Class LiveIndexWriterConfig

java.lang.Object
org.apache.lucene.index.LiveIndexWriterConfig
Direct Known Subclasses:
IndexWriterConfig

public class LiveIndexWriterConfig extends Object
Holds all the configuration used by IndexWriter with few setters for settings that can be changed on an IndexWriter instance "live".
Since:
4.0
  • Field Details

    • delPolicy

      protected volatile IndexDeletionPolicy delPolicy
      IndexDeletionPolicy controlling when commit points are deleted.
    • commit

      protected volatile IndexCommit commit
      IndexCommit that IndexWriter is opened on.
    • openMode

      protected volatile IndexWriterConfig.OpenMode openMode
    • createdVersionMajor

      protected int createdVersionMajor
      Compatibility version to use for this index.
    • similarity

      protected volatile Similarity similarity
      Similarity to use when encoding norms.
    • mergeScheduler

      protected volatile MergeScheduler mergeScheduler
      MergeScheduler to use for running merges.
    • codec

      protected volatile Codec codec
      Codec used to write new segments.
    • infoStream

      protected volatile InfoStream infoStream
      InfoStream for debugging messages.
    • mergePolicy

      protected volatile MergePolicy mergePolicy
      MergePolicy for selecting merges.
    • readerPooling

      protected volatile boolean readerPooling
      True if readers should be pooled.
    • flushPolicy

      protected volatile org.apache.lucene.index.FlushPolicy flushPolicy
      FlushPolicy to control when segments are flushed.
    • perThreadHardLimitMB

      protected volatile int perThreadHardLimitMB
      Sets the hard upper bound on RAM usage for a single segment, after which the segment is forced to flush.
    • useCompoundFile

      protected volatile boolean useCompoundFile
      True if segment flushes should use compound file format
    • commitOnClose

      protected boolean commitOnClose
      True if calls to IndexWriter.close() should first do a commit.
    • indexSort

      protected Sort indexSort
      The sort order to use to write merged segments.
    • leafSorter

      protected Comparator<LeafReader> leafSorter
      The comparator for sorting leaf readers.
    • indexSortFields

      protected Set<String> indexSortFields
      The field names involved in the index sort
    • checkPendingFlushOnUpdate

      protected volatile boolean checkPendingFlushOnUpdate
      if an indexing thread should check for pending flushes on update in order to help out on a full flush
    • softDeletesField

      protected String softDeletesField
      soft deletes field
    • maxFullFlushMergeWaitMillis

      protected volatile long maxFullFlushMergeWaitMillis
      Amount of time to wait for merges returned by MergePolicy.findFullFlushMerges(...)
    • eventListener

      protected IndexWriterEventListener eventListener
      The IndexWriter event listener to record key events *
  • Method Details

    • getAnalyzer

      public Analyzer getAnalyzer()
      Returns the default analyzer to use for indexing documents.
    • setRAMBufferSizeMB

      public LiveIndexWriterConfig setRAMBufferSizeMB(double ramBufferSizeMB)
      Determines the amount of RAM that may be used for buffering added documents and deletions before they are flushed to the Directory. Generally for faster indexing performance it's best to flush by RAM usage instead of document count and use as large a RAM buffer as you can.
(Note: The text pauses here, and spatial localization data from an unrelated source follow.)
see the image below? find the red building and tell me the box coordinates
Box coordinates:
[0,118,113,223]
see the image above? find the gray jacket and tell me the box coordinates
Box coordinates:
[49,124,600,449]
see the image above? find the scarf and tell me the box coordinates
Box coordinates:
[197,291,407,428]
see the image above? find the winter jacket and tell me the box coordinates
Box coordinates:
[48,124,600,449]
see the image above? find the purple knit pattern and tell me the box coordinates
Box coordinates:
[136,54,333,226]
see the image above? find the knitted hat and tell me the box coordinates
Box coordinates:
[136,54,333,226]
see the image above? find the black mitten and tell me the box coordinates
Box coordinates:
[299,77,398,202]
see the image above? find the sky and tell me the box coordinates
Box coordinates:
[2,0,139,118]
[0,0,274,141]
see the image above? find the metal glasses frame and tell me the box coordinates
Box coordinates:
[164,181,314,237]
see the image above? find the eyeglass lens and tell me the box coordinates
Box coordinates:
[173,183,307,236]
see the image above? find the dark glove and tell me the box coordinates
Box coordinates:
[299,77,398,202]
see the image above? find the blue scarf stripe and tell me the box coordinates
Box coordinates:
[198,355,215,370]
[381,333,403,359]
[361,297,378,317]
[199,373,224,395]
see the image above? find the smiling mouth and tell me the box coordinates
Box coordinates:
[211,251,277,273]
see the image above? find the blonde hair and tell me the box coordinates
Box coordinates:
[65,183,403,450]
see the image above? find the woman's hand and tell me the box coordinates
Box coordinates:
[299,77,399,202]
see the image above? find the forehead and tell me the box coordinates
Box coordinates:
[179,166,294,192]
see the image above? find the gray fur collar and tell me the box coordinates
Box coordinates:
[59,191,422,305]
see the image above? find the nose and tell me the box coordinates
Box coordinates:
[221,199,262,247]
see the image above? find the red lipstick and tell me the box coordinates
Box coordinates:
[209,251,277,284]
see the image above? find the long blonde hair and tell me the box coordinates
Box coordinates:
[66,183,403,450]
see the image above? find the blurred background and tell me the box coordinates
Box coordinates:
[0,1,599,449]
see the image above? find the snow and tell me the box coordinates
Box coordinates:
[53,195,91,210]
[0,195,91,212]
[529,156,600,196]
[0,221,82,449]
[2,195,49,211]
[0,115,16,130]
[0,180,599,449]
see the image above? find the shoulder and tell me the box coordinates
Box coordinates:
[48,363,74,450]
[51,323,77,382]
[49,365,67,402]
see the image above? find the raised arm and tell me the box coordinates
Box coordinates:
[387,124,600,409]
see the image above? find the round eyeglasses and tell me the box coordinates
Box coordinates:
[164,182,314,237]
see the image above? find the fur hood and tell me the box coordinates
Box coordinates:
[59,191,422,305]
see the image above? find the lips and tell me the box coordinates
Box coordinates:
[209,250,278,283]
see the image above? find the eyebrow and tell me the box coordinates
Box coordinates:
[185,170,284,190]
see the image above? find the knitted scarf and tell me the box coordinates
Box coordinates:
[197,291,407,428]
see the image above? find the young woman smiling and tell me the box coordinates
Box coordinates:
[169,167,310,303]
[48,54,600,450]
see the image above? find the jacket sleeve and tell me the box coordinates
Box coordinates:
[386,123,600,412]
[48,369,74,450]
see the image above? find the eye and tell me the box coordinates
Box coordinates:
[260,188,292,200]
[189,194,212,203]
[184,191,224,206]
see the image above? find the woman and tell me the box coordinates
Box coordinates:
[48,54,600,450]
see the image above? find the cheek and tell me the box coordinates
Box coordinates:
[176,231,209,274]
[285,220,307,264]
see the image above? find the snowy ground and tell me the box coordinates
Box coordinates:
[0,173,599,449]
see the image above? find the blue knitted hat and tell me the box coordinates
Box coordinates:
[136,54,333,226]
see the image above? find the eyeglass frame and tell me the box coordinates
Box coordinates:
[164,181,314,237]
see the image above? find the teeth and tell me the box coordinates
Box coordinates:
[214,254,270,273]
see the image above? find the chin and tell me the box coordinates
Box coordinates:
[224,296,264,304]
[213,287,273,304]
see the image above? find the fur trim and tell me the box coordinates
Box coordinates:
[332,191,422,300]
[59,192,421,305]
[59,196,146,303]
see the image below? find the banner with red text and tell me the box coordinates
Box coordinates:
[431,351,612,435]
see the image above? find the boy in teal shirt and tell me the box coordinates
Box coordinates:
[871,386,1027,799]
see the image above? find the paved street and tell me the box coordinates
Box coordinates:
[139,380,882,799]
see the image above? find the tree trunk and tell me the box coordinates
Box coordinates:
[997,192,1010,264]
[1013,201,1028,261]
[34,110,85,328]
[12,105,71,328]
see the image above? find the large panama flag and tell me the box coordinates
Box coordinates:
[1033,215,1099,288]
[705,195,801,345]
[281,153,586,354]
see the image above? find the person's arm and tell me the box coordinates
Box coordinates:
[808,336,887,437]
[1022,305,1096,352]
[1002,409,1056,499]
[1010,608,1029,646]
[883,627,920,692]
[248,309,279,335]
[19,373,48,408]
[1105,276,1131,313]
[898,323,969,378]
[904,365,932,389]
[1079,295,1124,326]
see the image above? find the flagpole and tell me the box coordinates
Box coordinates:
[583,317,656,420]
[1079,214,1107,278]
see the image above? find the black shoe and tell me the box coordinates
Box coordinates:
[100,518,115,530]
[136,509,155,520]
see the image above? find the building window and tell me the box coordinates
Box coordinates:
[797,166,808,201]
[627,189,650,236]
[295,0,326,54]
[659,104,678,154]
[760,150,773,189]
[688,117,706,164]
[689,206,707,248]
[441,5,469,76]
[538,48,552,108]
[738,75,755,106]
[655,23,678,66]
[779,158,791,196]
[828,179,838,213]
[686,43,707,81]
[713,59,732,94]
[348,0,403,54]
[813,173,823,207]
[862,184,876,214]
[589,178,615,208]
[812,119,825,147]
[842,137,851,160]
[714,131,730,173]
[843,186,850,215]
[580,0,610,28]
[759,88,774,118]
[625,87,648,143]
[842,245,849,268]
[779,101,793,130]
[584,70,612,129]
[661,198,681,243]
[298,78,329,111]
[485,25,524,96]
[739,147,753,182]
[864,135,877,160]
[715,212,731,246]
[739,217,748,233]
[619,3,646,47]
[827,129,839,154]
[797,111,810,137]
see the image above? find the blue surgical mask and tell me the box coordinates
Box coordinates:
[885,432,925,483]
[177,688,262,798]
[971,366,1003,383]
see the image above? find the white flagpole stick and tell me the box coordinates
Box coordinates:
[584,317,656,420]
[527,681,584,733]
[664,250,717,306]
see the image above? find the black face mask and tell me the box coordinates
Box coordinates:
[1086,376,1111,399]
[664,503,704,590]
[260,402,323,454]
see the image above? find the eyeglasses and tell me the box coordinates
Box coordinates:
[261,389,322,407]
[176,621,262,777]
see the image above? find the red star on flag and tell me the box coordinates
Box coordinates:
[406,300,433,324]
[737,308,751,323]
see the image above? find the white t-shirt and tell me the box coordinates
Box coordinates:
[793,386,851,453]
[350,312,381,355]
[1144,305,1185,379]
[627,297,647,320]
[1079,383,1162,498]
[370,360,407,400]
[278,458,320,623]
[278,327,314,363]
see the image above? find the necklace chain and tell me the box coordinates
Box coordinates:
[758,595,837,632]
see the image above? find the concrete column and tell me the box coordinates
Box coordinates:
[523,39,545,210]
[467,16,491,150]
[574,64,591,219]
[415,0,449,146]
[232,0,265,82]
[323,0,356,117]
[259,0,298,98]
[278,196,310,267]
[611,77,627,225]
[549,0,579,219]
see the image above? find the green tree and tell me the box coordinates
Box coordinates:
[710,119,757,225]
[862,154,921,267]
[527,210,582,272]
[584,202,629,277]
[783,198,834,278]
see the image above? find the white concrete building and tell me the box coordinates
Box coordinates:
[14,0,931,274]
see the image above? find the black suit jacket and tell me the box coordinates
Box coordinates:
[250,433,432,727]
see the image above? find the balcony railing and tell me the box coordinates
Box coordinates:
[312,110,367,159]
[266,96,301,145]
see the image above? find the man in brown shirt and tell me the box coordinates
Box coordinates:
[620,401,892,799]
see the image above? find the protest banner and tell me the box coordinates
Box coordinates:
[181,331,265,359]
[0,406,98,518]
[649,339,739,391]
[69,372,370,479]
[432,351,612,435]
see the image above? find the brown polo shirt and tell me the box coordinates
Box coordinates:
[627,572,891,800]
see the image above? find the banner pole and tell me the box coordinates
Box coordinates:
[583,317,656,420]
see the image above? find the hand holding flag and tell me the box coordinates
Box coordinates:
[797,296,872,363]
      When this is set, the writer will flush whenever buffered documents and deletions use this much RAM. Pass in IndexWriterConfig.DISABLE_AUTO_FLUSH to prevent triggering a flush due to RAM usage. Note that if flushing by document count is also enabled, then the flush will be triggered by whichever comes first.

      The maximum RAM limit is inherently determined by the JVMs available memory. Yet, an IndexWriter session can consume a significantly larger amount of memory than the given RAM limit since this limit is just an indicator when to flush memory resident documents to the Directory. Flushes are likely happen concurrently while other threads adding documents to the writer. For application stability the available memory in the JVM should be significantly larger than the RAM buffer used for indexing.

      NOTE: the account of RAM usage for pending deletions is only approximate. Specifically, if you delete by Query, Lucene currently has no way to measure the RAM usage of individual Queries so the accounting will under-estimate and you should compensate by either calling commit() or refresh() periodically yourself.

      NOTE: It's not guaranteed that all memory resident documents are flushed once this limit is exceeded. Depending on the configured FlushPolicy only a subset of the buffered documents are flushed and therefore only parts of the RAM buffer is released.

      The default value is IndexWriterConfig.DEFAULT_RAM_BUFFER_SIZE_MB.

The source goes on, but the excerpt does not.